En temps ordinaire, les Japonaises font partie des plus belles femmes au monde. Or Anna Saeki est au-dessus du lot. On ne peut pas dire qu’elle ait volé son titre de Miss Sapporo en 1987 ou qu’elle l’ait trouvé dans une pochette surprise ! Nous avons eu la chance d’être placé au premier rang, parmi les VIP de la MCJP, et avons pu la contempler d’assez près pour vérifier sa vénusté de visu. La jeune femme, vêtue en première partie d’une robe violette à ailettes frangées fixées aux poignets lui dénudant l’épaule gauche et, en deuxième mi-temps, d’une sobre robe plissée couleur crème brodée d’argent, a la peau opale, délicate, lactescente. Son visage à l’ovale idéal s’anime lorsqu’il s’offre de profil grâce à la légère inclinaison d’un nez mutin et spirituel. La voix est adoucie, feutrée par le léger effet d’écho de la sono.

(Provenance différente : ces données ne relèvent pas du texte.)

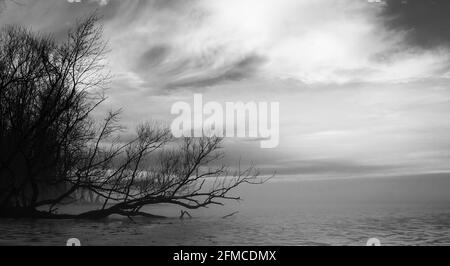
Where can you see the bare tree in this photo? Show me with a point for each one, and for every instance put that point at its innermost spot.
(51, 147)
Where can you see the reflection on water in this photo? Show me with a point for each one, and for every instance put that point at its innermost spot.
(324, 225)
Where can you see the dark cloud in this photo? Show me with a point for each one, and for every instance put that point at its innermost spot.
(427, 22)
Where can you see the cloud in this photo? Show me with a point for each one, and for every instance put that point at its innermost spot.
(425, 23)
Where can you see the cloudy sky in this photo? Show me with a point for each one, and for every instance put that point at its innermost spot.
(362, 84)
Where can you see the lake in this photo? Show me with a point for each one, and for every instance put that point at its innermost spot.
(398, 211)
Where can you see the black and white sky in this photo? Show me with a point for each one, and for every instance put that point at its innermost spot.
(363, 85)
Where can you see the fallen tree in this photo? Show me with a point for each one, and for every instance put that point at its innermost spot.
(52, 147)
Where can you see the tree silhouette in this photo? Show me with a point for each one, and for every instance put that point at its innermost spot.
(52, 148)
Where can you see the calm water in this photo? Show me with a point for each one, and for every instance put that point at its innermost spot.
(265, 220)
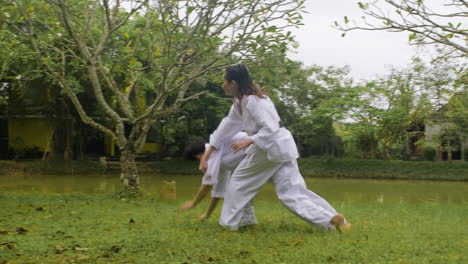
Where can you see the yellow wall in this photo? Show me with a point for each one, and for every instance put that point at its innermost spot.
(28, 133)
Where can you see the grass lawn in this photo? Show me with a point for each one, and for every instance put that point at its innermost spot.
(98, 228)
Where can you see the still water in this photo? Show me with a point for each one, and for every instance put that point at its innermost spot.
(350, 190)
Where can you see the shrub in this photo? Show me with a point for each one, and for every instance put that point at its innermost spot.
(429, 153)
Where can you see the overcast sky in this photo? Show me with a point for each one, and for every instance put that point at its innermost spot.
(368, 53)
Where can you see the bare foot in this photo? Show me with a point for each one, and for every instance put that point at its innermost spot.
(186, 206)
(203, 217)
(339, 222)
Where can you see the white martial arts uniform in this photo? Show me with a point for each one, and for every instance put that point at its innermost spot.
(221, 164)
(272, 157)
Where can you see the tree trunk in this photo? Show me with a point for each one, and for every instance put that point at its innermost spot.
(129, 169)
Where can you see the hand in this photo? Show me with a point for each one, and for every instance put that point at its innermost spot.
(186, 206)
(238, 145)
(203, 164)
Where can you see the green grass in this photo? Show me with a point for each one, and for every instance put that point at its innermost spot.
(384, 169)
(351, 168)
(99, 228)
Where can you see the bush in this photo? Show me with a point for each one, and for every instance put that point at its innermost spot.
(429, 153)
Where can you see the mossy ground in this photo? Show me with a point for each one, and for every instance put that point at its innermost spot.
(100, 228)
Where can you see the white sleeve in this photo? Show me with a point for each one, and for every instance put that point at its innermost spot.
(264, 114)
(229, 126)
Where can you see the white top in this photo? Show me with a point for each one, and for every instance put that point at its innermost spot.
(261, 122)
(225, 157)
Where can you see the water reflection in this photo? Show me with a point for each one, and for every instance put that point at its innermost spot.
(351, 190)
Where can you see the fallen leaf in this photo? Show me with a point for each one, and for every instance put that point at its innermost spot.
(104, 255)
(9, 245)
(81, 257)
(80, 249)
(59, 249)
(21, 231)
(116, 248)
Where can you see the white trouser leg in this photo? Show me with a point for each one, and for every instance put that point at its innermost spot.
(293, 193)
(254, 171)
(248, 215)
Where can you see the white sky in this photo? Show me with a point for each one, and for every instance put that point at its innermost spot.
(368, 53)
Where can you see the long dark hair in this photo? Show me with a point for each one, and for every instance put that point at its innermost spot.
(240, 73)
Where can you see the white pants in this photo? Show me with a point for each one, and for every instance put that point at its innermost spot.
(253, 172)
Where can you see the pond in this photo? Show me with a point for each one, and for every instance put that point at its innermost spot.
(349, 190)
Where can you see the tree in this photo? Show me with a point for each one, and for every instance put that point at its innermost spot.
(127, 50)
(428, 22)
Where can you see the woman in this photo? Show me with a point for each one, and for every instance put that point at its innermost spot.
(271, 154)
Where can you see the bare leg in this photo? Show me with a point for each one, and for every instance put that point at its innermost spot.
(213, 203)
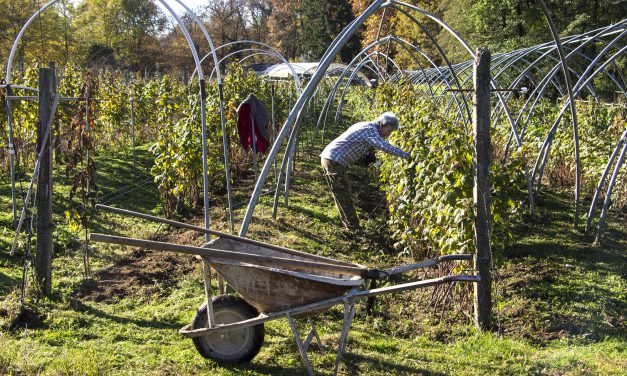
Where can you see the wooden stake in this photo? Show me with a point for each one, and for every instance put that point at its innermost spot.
(43, 256)
(481, 125)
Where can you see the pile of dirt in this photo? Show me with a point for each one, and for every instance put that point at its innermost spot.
(143, 272)
(27, 318)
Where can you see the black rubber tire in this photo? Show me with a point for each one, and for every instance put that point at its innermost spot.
(235, 346)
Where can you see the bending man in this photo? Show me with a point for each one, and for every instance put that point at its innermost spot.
(348, 148)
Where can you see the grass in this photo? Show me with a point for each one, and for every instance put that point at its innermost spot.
(562, 301)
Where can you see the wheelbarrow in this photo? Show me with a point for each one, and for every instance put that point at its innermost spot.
(273, 282)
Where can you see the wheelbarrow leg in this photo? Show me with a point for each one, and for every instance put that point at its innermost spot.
(206, 274)
(349, 314)
(313, 333)
(301, 348)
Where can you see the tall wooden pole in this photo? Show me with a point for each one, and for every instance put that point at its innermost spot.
(481, 126)
(43, 256)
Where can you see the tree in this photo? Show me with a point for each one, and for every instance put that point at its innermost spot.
(130, 27)
(283, 27)
(48, 38)
(321, 22)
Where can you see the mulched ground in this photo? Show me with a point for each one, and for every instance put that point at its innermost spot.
(143, 271)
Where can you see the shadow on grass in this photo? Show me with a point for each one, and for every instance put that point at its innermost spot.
(79, 306)
(8, 284)
(381, 367)
(565, 286)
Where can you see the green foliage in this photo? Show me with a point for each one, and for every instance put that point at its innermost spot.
(431, 195)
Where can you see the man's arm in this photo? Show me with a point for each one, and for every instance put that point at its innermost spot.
(375, 140)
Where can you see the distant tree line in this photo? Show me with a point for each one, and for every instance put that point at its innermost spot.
(137, 35)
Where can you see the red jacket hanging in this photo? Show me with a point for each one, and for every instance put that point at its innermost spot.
(253, 111)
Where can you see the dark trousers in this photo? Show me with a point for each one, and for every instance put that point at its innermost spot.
(337, 178)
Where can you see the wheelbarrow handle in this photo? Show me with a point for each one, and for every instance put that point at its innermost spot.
(268, 261)
(223, 235)
(422, 264)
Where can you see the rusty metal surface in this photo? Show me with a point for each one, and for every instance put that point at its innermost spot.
(272, 289)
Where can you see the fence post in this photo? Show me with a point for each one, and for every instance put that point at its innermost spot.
(43, 257)
(481, 194)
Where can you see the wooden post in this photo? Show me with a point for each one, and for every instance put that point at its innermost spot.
(481, 126)
(57, 128)
(43, 257)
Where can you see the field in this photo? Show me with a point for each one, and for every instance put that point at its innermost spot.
(561, 301)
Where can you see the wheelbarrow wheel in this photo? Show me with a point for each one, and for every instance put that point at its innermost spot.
(235, 346)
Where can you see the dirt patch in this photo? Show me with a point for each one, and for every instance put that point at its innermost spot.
(27, 319)
(143, 272)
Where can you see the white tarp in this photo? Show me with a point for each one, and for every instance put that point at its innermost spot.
(283, 71)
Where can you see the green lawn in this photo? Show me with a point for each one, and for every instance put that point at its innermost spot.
(561, 302)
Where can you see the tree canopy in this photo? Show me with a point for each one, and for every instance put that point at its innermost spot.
(136, 34)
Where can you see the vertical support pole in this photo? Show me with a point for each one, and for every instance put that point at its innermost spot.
(206, 274)
(481, 126)
(133, 130)
(273, 124)
(11, 152)
(43, 258)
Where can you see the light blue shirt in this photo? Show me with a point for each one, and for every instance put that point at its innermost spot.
(356, 141)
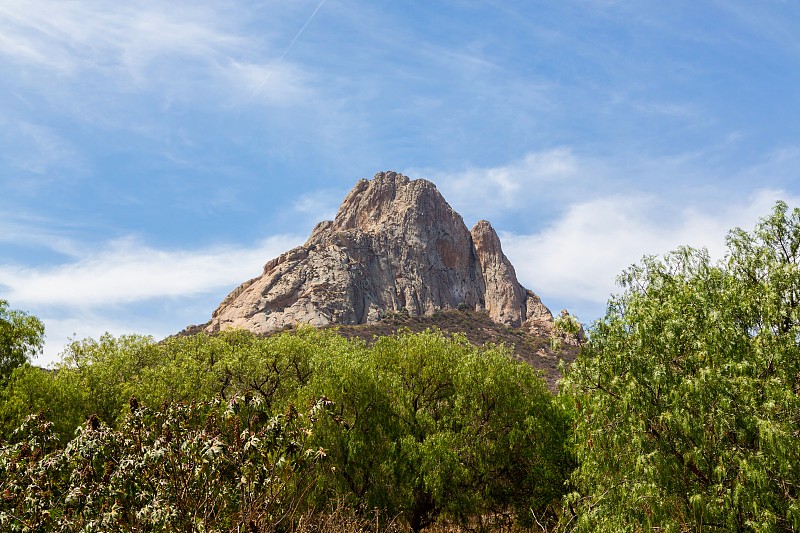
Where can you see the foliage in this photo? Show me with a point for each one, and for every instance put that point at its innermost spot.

Miss Sapporo sait doser les nuances, l’intensité et l’âpreté du chant porteño. Elle est juste, à l’aise, retombe sur ses pieds, au bon endroit, au bon moment, y compris dans des compositions aux discordances bartokiennes délibérées de Piazzolla comme « Chiquilín de Bachín » ou « Balada para mi muerte ».
Par son charme éternel, son élégance d’autrefois, sa photogénie de l’instant présent, la chanteuse fait passer aux oubliettes le côté kitsch qui menace toute entreprise de « fusion ». Un peu plus solennelle que l’an dernier – il faut dire que le public de la MCJP nous a paru réservé, quasiment sibérien –, la diva a évité toute faute de goût – on n’a pas eu la chorégraphie discutable de son groupe de groupies mais, de temps à autre, tout de même, des éléments d’une gestuelle stylisée à force de travail et une pantomime expressive, voire expressionniste, sur le standard de Piazzolla, « Balada para un loco ».
Elle passe avec aisance d’une langue – et d’un timbre – à l’autre : du castillan chantant et chuintant d’Amérique au japonais natal, aigu et atonal. On sait que pour préserver la qualité de sa phonation, Anna Saeki boit du thé de soja noir d’Hokkaido et avale des prunes salées ainsi que des nèfles trempées dans du miel.
En prologue au show, on a eu droit à la projection d’un clip vidéo tourné à Buenos Aires où Anna Saeki interprète un titre du répertoire folk, un duo en forme d’hommage à la grande figure de la « Nouvelle chanson » ou de la « protest song » argentine, Mercedes Sosa. « La Cumparsita », marche composée en 1916 par Gerardo Hernán Matos Rodriguez, enrichie en 1924 par les lyrics d’Enrique Maroni et Pascual Contursi, titre qui est devenu synonyme du tango, a débuté réellement la soirée de gala. Après deux milongas, l’une, « Sin palabras », traditionnelle, l’autre, « Ché, Bandoneon » plus moderniste, la chanteuse a fait un clin d’œil à la France, en s’appropriant le « Parlez-moi d’amour » écrit par Jean Lenoir et immortalisé par Lucienne Boyer.
Le quintette « El Después » (Victor Hugo Villena au bandonéon, Alejandro Schwarz à la guitare, Cyril Garac au violon, Ivo De Greef au piano, Bernard Lanaspèze à la contrebasse), devenu sextette par l’adjonction du percussionniste Javier Estrella, est très efficient dans toute la gamme stylistique tanguera. Il gagne en profondeur, en amplitude, en scansion, également en richesse harmonique lorsqu’il expose des arrangements contemporains qui nous ont paru définitifs.
Anna Saeki a fait l’objet de rappels et a quitté la scène sur une milonga des années 40 à la joie communicative, « Azabache » signée Enrique Francini et Homero Espósito.